Love Life wastes Anna Kendrick on a tired tale: Review
Love Life (2020 TV show)
Darby (Anna Kendrick) is a single young woman in New York City. She's got a low-paying job and a found family of roommates (Zoe Chao, Sasha Compère, Peter Vack) who coach and encourage her through the oft-unrewarding drudgery of dating. Will her next boyfriend be The One? Or will it take years for Darby to realize that the person she was looking for all along was… herself? Even without watching, you know the answers to these questions, but the new HBO Max comedy Love Life (premiering May 27) insists on asking them anyway.
Conceived as an anthology — each season will encompass one character's complete romantic history — Love Life begins in 2012, at a karaoke birthday party where Darby meets a witty Politico reporter named Augie (the immensely likable Jin Ha). The 30-minute premiere packs an entire relationship between the credits, as Darby and Augie go through all the stages of dating: hooking up, waiting for a return text, becoming a thing, attending a wedding together, and so on.
As a child of divorce, Darby's relationship history consists of "myriad misguided attempts at connection," or so says the narrator (Lesley Manville), whose posh British delivery is perhaps intended to add a whiff of academia to the proceedings. As a case study, though, Darby does not tell us anything new — in fact, creator Sam Boyd has given us a female protagonist who is not only very familiar, she seems to be living by a set of rules that are distressingly outdated. Whether Darby is dating an older man (Scoot McNairy), a manipulative layabout (Nick Thune), or an old high school crush (John Gallagher Jr.), all her bad decisions over the years are driven by what the narrator calls a "carefully constructed fantasy that getting married was some sort of proof, once and for all, that she was lovable."
Cut to Agent Cooper, somewhere: What year is this?
Love Life is at its best when it examines how Darby's non-romantic connections influence her approach to finding a significant other. A later episode centers on Darby's fraught relationship with her withholding, self-centered mother, Claudia (Hope Davis, brilliantly and brutally annoying). Strangely, Boyd and his writers didn't think Darby's father (James LeGros) — a recovering alcoholic now living happily with a new family — deserved the same treatment. Living With Yourself's Zoe Chao is a standout as Darby's best friend, Sara, a live-for-now party girl who is afraid to commit to her boyfriend, Jim (Mozart in the Jungle's charming Peter Vack). Unfortunately, it's easier to invest in Jim and Sara's relationship — a comfortable twentysomething love gliding quietly toward the forever abyss — than any of Darby's ill-suited entanglements.

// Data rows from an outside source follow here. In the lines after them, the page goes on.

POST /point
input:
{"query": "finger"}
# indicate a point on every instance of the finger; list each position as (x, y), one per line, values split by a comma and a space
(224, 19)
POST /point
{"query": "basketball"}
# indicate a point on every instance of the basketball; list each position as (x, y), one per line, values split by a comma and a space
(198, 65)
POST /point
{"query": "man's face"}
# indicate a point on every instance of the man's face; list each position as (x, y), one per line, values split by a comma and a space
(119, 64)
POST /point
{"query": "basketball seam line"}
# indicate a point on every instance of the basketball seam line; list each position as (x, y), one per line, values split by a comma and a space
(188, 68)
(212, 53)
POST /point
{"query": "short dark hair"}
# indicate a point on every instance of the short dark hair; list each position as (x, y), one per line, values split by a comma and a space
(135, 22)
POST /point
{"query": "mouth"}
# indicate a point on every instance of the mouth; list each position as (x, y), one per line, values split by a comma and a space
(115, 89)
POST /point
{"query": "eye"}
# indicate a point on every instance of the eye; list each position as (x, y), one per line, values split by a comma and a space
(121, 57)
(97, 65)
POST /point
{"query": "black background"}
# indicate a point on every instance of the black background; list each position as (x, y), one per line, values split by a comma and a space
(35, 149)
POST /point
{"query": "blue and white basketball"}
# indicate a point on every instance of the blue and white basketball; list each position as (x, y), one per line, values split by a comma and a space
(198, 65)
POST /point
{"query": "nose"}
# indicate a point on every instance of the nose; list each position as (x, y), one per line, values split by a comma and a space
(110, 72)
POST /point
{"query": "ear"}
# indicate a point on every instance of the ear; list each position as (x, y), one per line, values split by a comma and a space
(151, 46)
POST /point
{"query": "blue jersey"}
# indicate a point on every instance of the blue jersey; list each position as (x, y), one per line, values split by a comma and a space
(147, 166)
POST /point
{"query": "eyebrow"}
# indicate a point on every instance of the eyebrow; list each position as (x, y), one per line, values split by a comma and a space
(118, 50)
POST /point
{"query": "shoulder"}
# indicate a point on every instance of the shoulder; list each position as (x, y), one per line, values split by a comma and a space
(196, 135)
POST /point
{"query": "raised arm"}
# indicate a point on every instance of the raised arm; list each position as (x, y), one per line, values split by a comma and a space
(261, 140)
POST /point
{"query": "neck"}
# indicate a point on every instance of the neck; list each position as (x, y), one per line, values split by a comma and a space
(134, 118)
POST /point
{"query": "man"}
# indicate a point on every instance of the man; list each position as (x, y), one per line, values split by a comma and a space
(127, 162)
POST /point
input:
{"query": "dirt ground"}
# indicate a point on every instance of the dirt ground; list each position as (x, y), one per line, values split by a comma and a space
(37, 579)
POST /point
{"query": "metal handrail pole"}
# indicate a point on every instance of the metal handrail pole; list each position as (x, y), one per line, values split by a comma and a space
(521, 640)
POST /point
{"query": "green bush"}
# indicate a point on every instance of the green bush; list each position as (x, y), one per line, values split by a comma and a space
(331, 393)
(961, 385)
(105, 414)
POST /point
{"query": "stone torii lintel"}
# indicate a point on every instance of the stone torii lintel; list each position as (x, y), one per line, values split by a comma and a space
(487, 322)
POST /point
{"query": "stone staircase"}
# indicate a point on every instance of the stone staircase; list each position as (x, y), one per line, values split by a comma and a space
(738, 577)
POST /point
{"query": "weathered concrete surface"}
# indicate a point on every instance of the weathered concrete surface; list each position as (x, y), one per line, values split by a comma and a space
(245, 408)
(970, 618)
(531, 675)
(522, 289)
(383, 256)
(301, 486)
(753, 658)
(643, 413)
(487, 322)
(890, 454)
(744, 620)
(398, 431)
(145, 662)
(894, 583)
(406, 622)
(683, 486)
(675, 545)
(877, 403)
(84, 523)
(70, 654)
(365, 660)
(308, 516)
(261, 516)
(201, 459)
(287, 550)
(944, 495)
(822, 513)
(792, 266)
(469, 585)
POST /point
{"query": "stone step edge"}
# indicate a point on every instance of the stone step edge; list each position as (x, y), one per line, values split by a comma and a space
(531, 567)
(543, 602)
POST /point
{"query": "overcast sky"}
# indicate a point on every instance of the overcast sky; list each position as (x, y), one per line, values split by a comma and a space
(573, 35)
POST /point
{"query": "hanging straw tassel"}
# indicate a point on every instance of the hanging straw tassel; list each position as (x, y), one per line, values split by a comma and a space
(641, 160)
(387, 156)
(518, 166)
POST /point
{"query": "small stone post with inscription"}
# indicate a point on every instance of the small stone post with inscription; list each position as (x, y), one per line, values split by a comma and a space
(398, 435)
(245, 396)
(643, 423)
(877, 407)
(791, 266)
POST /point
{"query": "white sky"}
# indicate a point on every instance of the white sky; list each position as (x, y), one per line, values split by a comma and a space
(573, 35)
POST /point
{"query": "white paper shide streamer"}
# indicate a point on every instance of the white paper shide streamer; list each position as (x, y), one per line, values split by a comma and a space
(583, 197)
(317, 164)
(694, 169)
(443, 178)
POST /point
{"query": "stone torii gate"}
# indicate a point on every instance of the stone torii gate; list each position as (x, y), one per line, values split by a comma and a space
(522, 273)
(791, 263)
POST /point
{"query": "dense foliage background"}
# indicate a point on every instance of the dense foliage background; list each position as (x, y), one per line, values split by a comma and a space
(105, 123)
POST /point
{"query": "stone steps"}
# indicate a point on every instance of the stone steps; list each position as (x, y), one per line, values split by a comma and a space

Kendrick is a smart and savvy actress-singer-pitchwoman, and Darby fits her current screen image: the petite beauty who drops F-bombs and peppers her conversations with "dude" and has a smile as sharp as her wit. (She plays a similar type in Quibi's Dummy, but the titular sex doll, voiced by Search Party's Meredith Hagner, is the more interesting role.) One would think, in the peak-screen era of 2020, that television would have more to offer a talented, distinctive actress who earned a Tony nomination at age 12 and an Oscar nod at 24. (Up in the Air is streaming on Hulu, by the way.) But instead she gets Love Life, a show built on the carefully constructed fantasy that some stories never get old. Grade: B-
Love Life premieres May 27 on HBO Max.